Antibody glycosylation also changes in infectious diseases, such as in HIV infection, where an increase in G0 appear early in HIV infection and accrues with disease progression (Mahan AE et al). Ackerman et al demonstrate that spontaneous control of HIV is associated with a shift in the antibody-glycosylation profile toward galactosylated glycoforms. These glycoforms were associated with enhanced Fc-mediated reduction of viral replication and enhanced Fc receptor binding and were consistent with transcriptional profiling of glycosyltransferases in peripheral B cells. These data suggest that B cell programs tune antibody glycosylation actively in an antigen-specific manner, resulting in targeted alterations in effector function. Furthermore, it's promising that next-generation therapeutics and vaccines can harness the antiviral activity of the innate immune system via directed alterations in antibody glycosylation. Also, potentially contributing to antiviral control during HIV infection.

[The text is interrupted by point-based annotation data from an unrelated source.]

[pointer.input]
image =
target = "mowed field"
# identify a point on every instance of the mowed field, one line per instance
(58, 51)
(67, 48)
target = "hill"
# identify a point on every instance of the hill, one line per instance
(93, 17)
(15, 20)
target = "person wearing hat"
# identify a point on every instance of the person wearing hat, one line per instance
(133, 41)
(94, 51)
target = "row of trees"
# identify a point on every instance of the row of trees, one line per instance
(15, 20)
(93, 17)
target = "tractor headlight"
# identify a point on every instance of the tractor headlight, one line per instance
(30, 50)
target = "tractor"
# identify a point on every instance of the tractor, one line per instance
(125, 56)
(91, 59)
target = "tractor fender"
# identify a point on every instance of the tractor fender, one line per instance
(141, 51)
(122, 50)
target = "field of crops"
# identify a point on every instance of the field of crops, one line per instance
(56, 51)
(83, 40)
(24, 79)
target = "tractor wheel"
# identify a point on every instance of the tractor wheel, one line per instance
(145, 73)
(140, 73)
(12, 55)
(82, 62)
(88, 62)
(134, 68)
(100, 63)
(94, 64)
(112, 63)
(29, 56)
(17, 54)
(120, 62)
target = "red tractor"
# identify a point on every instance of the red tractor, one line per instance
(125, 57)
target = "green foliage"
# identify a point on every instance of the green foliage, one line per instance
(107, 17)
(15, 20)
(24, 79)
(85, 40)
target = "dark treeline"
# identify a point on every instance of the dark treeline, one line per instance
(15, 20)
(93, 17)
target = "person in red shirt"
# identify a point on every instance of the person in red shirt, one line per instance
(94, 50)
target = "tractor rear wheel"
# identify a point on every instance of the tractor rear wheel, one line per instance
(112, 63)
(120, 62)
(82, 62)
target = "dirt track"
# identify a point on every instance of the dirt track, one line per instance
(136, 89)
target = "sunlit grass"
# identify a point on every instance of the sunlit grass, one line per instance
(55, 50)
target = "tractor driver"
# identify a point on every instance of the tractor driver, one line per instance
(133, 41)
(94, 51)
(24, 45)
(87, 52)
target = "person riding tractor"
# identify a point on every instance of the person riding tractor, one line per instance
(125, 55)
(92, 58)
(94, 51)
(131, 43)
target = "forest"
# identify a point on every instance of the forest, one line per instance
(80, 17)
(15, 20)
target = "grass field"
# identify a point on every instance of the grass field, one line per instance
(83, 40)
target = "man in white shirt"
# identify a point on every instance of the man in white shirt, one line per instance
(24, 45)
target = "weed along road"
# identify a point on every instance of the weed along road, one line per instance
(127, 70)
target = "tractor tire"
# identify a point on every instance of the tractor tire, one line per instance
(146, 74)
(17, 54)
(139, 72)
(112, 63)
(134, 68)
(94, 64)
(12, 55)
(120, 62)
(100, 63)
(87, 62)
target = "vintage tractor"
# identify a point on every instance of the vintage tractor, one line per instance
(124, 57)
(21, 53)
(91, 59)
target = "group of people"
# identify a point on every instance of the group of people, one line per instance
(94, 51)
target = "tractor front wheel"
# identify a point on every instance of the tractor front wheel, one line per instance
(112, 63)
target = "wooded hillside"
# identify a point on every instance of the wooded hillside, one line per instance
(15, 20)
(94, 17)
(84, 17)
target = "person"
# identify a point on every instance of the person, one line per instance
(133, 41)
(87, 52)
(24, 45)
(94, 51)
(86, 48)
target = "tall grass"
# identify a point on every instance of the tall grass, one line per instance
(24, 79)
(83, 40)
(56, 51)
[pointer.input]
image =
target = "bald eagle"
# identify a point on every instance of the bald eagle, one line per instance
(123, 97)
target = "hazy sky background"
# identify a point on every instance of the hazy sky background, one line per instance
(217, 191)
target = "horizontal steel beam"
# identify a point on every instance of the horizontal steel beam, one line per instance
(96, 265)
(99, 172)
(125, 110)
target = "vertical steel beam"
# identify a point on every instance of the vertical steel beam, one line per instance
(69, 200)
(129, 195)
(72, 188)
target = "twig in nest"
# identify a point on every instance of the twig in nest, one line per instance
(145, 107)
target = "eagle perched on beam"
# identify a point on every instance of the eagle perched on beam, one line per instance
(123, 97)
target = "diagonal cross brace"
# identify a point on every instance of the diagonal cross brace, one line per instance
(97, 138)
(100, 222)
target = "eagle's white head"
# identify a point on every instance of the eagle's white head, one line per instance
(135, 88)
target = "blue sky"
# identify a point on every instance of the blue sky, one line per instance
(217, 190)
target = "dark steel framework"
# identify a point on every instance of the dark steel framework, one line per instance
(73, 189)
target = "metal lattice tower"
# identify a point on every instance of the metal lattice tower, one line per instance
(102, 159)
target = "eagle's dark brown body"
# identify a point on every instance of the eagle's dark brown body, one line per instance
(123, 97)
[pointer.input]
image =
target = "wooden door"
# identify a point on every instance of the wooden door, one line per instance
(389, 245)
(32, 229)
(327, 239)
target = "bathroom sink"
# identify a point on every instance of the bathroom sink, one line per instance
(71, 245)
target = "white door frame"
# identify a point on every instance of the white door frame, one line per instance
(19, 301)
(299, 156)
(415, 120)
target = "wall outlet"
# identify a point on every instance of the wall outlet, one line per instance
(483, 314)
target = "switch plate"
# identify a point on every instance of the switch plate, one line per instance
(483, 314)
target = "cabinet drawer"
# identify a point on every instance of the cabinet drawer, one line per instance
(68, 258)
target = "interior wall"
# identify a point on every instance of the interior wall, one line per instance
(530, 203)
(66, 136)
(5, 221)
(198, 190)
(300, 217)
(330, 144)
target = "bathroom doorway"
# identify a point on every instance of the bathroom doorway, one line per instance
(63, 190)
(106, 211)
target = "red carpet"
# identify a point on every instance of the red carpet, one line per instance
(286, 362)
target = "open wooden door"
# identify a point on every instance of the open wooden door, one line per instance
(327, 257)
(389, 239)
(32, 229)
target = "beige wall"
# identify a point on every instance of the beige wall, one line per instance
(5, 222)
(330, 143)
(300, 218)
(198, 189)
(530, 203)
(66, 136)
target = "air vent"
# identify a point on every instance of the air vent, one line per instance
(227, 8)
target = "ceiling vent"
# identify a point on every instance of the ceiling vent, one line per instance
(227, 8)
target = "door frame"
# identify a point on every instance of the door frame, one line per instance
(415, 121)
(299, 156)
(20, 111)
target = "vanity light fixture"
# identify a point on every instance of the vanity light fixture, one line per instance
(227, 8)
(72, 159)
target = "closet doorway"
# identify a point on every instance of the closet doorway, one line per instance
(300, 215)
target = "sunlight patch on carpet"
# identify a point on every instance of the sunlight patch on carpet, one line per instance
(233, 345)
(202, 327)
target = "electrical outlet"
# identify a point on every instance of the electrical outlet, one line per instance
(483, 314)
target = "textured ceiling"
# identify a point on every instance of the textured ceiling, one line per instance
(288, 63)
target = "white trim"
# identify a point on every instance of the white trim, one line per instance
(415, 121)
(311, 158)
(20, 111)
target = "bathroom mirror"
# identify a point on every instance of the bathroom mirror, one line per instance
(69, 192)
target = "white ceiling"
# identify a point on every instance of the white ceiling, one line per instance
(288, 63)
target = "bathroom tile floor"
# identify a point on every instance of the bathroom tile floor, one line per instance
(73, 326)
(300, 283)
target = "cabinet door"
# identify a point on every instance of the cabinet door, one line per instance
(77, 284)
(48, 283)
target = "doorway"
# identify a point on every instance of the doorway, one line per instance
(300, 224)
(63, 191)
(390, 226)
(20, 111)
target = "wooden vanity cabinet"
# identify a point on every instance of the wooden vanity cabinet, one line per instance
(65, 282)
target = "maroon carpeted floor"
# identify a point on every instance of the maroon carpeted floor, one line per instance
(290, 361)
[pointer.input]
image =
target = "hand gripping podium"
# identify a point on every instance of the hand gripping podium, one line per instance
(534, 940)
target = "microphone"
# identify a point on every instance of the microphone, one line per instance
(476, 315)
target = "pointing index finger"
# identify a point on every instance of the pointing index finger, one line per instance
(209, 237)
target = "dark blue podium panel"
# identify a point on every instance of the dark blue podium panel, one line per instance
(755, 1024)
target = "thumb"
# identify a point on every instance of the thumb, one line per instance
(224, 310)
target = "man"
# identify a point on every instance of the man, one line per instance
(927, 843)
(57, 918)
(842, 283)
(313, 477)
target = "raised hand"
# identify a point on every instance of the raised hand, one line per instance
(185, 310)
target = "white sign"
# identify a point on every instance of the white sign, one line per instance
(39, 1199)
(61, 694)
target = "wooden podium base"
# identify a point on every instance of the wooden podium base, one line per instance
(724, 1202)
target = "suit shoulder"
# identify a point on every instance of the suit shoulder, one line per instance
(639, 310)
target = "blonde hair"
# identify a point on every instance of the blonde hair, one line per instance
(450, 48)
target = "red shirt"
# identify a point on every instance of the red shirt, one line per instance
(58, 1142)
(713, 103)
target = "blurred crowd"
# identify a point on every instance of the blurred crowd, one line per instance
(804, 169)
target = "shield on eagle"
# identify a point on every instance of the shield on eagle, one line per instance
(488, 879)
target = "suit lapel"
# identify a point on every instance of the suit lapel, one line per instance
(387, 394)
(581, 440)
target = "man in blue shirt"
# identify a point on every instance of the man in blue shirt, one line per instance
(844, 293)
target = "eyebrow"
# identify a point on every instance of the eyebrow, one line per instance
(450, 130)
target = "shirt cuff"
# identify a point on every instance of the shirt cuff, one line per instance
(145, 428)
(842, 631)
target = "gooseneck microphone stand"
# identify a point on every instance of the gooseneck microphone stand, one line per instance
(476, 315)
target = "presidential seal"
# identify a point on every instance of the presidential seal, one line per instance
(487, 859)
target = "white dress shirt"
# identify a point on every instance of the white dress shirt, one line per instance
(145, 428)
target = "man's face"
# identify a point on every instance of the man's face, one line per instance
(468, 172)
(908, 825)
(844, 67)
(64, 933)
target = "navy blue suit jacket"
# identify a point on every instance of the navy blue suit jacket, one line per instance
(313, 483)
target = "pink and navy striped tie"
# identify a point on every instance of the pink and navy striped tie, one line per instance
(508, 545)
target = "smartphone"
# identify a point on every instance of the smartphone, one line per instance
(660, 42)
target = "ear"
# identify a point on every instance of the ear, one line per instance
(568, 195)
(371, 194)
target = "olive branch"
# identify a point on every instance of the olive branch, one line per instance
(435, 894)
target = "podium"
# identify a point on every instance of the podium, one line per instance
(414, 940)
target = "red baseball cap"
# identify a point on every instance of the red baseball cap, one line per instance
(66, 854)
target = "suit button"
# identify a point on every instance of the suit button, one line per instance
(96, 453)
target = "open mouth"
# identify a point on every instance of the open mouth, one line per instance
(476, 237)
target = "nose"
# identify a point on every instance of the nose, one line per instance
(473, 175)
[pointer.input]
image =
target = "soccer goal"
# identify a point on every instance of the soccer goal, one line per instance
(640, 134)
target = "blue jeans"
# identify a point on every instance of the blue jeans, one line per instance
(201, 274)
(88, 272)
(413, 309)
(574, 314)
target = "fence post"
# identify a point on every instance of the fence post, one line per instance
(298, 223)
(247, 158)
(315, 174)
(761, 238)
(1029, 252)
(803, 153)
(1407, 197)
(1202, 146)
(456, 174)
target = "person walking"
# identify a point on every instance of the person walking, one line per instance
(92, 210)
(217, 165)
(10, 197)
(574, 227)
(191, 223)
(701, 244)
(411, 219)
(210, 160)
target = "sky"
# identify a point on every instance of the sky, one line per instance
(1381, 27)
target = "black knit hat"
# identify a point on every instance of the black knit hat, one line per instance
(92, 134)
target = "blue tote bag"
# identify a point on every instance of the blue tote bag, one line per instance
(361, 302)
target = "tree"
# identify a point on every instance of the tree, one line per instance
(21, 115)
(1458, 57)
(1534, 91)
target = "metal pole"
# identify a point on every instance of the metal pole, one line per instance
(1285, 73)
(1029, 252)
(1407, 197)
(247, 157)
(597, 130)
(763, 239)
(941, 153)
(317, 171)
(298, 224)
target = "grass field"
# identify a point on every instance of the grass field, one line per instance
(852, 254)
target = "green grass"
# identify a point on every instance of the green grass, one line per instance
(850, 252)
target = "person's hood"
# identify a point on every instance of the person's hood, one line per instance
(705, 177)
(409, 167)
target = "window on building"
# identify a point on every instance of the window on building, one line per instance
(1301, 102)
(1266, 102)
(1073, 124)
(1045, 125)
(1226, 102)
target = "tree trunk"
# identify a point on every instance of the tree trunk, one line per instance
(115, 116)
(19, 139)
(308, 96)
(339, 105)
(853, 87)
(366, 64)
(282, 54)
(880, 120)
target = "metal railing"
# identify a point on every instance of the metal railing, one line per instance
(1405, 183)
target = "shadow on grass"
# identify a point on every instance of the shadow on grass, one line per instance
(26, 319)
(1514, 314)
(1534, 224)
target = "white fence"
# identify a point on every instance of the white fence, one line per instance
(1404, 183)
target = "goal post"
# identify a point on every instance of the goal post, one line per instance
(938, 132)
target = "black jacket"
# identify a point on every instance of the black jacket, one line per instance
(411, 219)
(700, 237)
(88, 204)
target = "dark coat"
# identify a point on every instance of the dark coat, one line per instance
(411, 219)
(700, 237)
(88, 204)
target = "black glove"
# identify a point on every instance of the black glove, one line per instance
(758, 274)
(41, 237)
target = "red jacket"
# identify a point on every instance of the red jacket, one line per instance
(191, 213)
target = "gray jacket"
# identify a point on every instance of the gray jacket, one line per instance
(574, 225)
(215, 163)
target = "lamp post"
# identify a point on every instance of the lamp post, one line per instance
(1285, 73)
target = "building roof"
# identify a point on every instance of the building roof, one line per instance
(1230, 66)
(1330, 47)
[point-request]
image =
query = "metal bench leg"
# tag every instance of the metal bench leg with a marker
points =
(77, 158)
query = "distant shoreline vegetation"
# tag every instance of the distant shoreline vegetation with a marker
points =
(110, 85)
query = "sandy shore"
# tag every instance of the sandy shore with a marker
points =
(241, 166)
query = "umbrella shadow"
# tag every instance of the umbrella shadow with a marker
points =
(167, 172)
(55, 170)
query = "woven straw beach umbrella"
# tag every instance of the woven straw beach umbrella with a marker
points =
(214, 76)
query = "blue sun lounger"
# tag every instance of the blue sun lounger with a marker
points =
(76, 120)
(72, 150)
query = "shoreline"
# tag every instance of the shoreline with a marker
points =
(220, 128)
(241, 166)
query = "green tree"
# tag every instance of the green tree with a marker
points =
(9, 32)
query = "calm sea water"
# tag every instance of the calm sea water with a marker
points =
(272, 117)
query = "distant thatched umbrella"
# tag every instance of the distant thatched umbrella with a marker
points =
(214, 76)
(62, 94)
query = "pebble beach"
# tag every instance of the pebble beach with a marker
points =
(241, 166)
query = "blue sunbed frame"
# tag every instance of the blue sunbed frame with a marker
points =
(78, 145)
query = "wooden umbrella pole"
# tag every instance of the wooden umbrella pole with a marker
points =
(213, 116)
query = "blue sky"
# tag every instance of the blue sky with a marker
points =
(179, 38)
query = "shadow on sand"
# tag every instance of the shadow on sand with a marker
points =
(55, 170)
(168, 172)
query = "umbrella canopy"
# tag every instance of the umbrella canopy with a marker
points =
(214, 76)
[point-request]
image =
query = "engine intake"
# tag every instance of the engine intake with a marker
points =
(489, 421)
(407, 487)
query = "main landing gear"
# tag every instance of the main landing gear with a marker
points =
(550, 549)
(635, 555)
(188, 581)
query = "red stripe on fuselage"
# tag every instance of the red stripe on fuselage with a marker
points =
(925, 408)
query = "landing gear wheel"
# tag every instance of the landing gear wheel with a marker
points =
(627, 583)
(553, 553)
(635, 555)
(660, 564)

The emerging interest in modulating antibody effector activity against pathogens and developing strategies that can modulate antibody effector function in vivo is highly desirable. A major stumbling block in the design of such vaccines is a lack of technology to determine protein glycosylation sites. A considerable expansion in glycomics capabilities will be required to fully exploit protein glycosylation for the development of new vaccines.